RIT: Signore, vieni presto in mio aiuto.
Ho sperato, ho sperato nel Signore,
ed egli su di me si è chinato,
ha dato ascolto al mio grido.

Mi ha tratto da un pozzo di acque tumultuose,
dal fango della palude;
ha stabilito i miei piedi sulla roccia,
ha reso sicuri i miei passi.

Mi ha messo sulla bocca un canto nuovo,
una lode al nostro Dio.
Molti vedranno e avranno timore
e confideranno nel Signore.

Ma io sono povero e bisognoso:
di me ha cura il Signore.
Tu sei mio aiuto e mio liberatore:
mio Dio, non tardare.

Eb 12, 1-4

Fratelli, anche noi, circondati da tale moltitudine di testimoni, avendo deposto tutto ciò che è di peso e il peccato che ci assedia, corriamo con perseveranza nella corsa che ci sta davanti, tenendo fisso lo sguardo su Gesù, colui che dà origine alla fede e la porta a compimento.

Egli, di fronte alla gioia che gli era posta dinanzi, si sottopose alla croce, disprezzando il disonore, e siede alla destra del trono di Dio.

Pensate attentamente a colui che ha sopportato contro di sé una così grande ostilità dei peccatori, perché non vi stanchiate perdendovi d’animo. Non avete ancora resistito fino al sangue nella lotta contro il peccato.

Lc 12, 49-57

Dal Vangelo secondo Luca

In quel tempo, Gesù disse ai suoi discepoli:

«Sono venuto a gettare fuoco sulla terra, e quanto vorrei che fosse già acceso! Ho un battesimo nel quale sarò battezzato, e come sono angosciato finché non sia compiuto!
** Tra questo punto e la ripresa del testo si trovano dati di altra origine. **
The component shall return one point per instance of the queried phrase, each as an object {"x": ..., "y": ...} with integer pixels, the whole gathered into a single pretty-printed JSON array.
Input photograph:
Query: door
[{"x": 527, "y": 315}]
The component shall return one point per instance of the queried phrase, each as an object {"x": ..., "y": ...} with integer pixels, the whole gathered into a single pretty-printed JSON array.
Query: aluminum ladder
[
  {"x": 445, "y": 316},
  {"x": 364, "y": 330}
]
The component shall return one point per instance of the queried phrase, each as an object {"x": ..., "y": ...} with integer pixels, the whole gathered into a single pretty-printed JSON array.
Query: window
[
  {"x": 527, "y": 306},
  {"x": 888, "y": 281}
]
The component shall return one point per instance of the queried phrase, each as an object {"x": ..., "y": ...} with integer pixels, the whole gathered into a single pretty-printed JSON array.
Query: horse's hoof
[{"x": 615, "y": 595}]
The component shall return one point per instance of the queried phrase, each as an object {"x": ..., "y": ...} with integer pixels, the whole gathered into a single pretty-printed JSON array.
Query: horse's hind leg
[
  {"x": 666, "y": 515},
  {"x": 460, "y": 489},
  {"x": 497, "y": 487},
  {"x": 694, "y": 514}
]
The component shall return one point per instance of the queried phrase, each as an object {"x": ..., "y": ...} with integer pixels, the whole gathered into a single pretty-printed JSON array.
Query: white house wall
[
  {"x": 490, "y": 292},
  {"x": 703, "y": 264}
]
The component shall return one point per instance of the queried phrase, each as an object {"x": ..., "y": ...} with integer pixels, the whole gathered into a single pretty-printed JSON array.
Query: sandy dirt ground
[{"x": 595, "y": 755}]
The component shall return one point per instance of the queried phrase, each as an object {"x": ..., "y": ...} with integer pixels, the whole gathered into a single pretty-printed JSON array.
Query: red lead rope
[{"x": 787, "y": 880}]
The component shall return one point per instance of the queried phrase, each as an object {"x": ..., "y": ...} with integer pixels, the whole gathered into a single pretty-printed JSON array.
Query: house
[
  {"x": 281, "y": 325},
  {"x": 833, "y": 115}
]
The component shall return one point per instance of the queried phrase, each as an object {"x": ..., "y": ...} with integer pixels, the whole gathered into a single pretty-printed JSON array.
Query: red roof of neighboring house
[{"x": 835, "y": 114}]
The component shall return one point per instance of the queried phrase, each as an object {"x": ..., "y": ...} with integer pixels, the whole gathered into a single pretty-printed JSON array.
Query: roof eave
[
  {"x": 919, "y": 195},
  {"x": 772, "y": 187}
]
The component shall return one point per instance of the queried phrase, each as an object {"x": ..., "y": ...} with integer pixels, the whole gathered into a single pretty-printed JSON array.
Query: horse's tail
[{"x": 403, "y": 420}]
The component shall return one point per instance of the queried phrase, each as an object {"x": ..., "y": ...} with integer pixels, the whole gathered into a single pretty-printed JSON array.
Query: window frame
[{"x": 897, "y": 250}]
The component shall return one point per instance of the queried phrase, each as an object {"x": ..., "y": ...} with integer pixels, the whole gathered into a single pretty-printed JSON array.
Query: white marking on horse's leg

Pensate che io sia venuto a portare pace sulla terra? No, io vi dico, ma divisione. D’ora innanzi, se in una famiglia vi sono cinque persone, saranno divisi tre contro due e due contro tre; si divideranno padre contro figlio e figlio contro padre, madre contro figlia e figlia contro madre, suocera contro nuora e nuora contro suocera».


La parola di Cristo segno di divisione
 

Il regno di Dio è la realizzazione della comunione tra gli uomini e con lui. Già i profeti lo avevano annunciato e descritto come un tempo di pace, di benessere, di gioie mai viste; un tempo di fraternità universale e cosmica. Ogni barriera sarebbe stata eliminata, si sarebbe costituito un solo popolo per un solo Dio.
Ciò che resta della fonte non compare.